After the American Civil War (1861–1865) brought about the end of slavery in the USA, Plessy became the de-facto standard throughout the U.S. Southern states, and represented the institionalization of the segregation period. African-Americans and European-Americans would receive the same services (schools, hospitals, water fountains, bathrooms, etc.), but that there would be distinct facilities for each race. In practice, the services and facilities reserved for African-Americans were frequently of lower quality than those reserved for whites; for example, many African-American schools received less public funding per student than nearby white schools.

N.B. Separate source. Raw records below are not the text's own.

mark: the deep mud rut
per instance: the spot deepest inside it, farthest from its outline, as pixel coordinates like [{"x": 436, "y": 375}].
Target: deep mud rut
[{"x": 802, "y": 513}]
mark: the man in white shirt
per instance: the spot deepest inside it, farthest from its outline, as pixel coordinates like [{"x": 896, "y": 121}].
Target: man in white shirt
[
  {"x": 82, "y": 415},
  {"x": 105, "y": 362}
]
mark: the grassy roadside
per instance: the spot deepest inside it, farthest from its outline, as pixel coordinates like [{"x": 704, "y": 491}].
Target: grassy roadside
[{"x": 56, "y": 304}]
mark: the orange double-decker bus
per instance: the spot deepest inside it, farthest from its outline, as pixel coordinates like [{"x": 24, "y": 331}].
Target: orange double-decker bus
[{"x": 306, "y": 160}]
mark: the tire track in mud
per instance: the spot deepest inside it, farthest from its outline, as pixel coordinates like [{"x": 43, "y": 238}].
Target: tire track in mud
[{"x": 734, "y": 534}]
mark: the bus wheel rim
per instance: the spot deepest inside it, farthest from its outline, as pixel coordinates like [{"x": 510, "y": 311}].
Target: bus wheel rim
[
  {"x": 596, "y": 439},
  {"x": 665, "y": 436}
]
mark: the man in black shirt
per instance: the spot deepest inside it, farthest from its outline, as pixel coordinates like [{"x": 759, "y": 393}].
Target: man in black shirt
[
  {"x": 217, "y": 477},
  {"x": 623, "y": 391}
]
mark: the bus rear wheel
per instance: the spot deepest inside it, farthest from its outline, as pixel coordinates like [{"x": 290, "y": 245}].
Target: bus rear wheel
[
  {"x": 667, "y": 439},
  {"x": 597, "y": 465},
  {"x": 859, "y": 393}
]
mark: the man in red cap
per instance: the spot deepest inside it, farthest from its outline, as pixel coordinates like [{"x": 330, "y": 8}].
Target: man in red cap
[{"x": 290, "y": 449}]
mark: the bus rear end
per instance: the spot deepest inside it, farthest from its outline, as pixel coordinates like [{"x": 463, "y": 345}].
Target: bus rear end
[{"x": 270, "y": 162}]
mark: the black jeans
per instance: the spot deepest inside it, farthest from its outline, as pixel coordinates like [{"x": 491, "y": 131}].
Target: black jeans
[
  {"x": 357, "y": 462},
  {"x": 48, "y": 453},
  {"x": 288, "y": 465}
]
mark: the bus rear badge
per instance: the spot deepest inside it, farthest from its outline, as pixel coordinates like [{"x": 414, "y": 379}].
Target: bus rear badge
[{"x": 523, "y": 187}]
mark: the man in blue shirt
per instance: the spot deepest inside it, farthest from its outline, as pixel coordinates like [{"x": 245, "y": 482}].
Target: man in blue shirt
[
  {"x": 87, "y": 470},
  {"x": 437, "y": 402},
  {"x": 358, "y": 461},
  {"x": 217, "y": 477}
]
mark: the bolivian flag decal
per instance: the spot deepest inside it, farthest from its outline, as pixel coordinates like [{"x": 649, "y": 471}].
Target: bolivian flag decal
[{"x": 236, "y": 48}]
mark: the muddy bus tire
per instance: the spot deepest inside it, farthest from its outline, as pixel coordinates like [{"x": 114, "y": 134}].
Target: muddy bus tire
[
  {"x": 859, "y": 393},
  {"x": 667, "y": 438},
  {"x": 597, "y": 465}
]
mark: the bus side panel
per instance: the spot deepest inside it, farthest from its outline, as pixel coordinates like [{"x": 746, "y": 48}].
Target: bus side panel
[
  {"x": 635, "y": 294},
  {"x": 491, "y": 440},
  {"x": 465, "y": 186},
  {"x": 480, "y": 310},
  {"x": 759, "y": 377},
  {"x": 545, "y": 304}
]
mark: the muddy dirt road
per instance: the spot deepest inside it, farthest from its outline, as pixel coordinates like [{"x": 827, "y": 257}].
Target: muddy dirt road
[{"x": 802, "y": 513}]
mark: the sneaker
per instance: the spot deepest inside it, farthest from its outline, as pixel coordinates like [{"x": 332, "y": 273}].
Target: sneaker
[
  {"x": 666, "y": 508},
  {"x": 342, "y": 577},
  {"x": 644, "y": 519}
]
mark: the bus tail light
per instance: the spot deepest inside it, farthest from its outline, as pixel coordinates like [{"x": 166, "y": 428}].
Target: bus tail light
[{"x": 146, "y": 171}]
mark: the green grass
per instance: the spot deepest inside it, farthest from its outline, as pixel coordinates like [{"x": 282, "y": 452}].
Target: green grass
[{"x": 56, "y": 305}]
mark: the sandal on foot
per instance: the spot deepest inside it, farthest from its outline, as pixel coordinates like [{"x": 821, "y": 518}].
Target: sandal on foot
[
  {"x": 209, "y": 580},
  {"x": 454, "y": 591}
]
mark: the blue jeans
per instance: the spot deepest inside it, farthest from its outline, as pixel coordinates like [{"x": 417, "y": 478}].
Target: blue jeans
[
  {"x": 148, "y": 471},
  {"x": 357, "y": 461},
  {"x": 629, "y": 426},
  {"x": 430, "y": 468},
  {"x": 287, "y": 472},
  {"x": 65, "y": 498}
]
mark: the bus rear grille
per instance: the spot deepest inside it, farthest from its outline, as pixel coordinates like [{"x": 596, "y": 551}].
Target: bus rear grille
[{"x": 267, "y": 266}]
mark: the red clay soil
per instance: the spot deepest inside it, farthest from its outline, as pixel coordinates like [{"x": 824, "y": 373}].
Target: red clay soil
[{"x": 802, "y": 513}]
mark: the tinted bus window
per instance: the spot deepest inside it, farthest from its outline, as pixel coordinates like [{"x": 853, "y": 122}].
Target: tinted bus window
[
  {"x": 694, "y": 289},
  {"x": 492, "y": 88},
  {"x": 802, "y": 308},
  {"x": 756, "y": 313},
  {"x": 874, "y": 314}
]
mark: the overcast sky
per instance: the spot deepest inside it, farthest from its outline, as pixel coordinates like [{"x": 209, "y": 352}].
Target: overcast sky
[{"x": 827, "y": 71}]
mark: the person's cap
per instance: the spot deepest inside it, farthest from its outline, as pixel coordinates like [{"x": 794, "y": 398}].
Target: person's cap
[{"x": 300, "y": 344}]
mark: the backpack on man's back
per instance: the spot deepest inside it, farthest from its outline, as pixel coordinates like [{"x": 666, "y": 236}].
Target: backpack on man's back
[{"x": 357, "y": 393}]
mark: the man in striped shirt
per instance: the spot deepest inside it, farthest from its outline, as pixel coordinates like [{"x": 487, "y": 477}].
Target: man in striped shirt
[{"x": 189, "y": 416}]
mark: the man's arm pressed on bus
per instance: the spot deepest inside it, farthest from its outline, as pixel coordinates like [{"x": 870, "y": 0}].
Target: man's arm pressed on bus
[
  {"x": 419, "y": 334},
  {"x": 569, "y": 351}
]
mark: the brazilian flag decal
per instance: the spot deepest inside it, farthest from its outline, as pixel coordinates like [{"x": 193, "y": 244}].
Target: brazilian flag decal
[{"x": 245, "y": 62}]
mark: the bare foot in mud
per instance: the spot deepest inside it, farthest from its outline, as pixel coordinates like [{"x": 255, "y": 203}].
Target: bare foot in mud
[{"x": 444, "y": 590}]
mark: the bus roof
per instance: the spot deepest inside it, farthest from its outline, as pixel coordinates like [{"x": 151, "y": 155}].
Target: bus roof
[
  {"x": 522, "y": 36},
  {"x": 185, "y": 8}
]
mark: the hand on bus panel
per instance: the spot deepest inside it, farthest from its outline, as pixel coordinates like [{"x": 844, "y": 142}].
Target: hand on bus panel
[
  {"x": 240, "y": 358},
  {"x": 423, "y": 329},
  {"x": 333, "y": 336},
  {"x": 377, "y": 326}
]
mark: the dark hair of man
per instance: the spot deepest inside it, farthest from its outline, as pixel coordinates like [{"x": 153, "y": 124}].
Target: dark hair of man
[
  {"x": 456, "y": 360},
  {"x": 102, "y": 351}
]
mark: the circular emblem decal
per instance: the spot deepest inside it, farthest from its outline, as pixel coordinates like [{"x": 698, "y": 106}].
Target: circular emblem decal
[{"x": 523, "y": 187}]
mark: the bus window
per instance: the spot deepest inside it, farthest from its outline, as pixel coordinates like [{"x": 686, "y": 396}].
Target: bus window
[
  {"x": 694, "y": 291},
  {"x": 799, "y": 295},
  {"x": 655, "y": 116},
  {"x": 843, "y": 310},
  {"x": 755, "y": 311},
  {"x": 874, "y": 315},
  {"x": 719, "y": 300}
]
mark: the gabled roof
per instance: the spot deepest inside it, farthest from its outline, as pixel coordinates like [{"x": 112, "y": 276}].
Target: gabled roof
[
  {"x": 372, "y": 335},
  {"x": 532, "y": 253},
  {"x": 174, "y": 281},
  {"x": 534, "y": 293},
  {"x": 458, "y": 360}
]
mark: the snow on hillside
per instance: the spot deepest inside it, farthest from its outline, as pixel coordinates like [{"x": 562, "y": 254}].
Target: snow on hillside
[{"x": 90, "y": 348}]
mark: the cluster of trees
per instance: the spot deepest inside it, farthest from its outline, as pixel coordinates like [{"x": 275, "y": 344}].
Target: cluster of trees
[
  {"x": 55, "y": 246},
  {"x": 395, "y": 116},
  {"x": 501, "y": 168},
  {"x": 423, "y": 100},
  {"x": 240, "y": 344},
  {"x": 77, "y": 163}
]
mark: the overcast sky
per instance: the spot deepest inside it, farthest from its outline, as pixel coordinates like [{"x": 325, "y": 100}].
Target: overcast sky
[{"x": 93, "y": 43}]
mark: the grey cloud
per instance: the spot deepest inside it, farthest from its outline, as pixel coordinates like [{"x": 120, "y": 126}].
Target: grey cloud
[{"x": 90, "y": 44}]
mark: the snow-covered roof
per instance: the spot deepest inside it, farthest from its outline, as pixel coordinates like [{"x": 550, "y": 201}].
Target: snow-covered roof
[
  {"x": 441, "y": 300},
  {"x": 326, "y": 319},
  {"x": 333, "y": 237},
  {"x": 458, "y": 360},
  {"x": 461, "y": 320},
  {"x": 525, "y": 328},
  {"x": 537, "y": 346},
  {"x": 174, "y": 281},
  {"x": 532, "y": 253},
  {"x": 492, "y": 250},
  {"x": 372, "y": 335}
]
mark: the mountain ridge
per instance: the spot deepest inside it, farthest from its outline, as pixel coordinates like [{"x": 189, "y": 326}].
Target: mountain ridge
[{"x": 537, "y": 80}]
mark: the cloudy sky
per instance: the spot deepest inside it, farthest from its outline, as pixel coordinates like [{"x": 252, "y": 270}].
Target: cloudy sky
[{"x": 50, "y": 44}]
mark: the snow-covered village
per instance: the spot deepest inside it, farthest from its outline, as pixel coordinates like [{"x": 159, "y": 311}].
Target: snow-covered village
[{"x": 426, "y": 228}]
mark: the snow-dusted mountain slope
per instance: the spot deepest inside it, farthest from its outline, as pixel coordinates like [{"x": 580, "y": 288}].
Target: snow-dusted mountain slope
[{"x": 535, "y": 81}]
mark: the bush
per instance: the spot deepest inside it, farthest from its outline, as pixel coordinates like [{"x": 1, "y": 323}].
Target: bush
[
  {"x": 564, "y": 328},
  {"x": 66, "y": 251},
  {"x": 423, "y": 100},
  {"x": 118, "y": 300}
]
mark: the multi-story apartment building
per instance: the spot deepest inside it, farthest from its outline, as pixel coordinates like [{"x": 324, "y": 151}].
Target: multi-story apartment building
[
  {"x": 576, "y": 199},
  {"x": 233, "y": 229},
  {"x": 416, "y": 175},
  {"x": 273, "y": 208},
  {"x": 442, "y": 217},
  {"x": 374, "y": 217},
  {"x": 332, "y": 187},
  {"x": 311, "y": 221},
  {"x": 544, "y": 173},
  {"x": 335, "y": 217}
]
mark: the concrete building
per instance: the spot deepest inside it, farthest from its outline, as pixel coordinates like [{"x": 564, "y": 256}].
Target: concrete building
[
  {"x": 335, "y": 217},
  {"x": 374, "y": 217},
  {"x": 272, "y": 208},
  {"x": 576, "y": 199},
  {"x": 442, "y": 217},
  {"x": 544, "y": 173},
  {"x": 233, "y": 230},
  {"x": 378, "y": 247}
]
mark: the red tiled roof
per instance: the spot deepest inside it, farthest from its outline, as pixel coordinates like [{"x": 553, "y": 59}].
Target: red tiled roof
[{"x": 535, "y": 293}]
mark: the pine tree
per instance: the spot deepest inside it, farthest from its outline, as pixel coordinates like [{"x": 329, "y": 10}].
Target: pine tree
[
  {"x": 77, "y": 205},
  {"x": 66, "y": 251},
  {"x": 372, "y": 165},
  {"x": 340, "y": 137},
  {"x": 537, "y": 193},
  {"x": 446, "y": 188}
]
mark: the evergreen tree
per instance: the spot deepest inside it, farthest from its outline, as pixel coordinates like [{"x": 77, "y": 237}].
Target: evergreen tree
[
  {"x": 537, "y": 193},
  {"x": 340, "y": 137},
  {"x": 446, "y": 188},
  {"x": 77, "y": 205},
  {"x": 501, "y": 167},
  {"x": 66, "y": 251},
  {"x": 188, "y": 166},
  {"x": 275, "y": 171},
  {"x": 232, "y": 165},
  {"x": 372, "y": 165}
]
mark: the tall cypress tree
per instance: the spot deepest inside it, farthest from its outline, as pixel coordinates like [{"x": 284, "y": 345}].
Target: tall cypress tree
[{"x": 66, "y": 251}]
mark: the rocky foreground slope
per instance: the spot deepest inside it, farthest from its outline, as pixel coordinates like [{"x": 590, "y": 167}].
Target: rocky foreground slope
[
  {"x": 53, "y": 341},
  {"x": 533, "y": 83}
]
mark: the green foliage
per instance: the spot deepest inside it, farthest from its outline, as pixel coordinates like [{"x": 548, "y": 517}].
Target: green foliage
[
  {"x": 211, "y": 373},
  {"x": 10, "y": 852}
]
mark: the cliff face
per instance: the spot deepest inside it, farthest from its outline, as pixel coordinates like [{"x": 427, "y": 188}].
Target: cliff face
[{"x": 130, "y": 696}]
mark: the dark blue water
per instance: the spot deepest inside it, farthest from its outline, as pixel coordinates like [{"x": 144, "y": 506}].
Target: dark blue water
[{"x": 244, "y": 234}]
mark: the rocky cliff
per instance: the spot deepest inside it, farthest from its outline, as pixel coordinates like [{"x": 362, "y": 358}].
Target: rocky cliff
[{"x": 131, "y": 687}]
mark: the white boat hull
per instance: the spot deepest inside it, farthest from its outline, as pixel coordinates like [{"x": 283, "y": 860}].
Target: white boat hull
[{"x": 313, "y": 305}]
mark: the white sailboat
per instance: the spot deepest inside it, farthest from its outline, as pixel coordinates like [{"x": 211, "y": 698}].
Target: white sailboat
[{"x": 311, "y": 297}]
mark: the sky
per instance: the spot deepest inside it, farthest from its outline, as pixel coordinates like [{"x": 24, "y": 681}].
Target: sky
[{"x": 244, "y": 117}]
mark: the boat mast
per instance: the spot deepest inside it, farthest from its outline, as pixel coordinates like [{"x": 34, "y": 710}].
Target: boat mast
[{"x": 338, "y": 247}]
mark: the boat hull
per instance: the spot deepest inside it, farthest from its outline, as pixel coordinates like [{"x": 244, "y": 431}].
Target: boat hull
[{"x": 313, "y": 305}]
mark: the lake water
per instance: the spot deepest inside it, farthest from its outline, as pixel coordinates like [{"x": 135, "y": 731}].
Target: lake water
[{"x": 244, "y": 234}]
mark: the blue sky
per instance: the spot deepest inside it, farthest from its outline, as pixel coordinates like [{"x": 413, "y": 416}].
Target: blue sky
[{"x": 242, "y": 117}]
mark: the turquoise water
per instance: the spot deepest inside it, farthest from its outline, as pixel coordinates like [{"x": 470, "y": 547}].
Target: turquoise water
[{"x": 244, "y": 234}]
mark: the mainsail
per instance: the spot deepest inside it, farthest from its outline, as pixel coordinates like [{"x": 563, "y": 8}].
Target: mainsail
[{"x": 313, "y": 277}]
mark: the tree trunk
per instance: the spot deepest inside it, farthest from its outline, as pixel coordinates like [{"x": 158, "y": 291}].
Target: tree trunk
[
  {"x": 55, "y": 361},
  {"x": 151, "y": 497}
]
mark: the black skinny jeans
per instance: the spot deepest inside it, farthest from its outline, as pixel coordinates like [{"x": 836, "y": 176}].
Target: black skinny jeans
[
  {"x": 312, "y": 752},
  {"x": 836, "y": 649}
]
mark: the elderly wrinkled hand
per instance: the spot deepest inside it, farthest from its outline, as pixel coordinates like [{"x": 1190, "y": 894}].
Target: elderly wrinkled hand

The legitimacy of such laws was upheld by the U.S. Supreme Court in the 1896 case of Plessy v. Ferguson, 163 U.S. 537. The repeal of "separate but equal" laws was a key focus of the civil rights movement of the 1950s and 1960s. In Brown v. Board of Education, 347 U.S. 483 (1954), the Supreme Court outlawed segregated public education facilities for blacks and whites at the state level; the companion case of Bolling v. Sharpe, 347 U.S. 497 outlawed such practices at the Federal level in the District of Columbia.

[edit] South Africa

The phrase was also used in apartheid South Africa , where officials claimed that services for blacks were as good as services for whites.

[edit] Same-sex unions and same-sex marriage

The phrase has also come into use more recently in debate surrounding same-sex civil unions vs. Same-sex marriage, with some claiming that civil unions giving gays the same rights as straight marriages is another example of separate but equal treatment.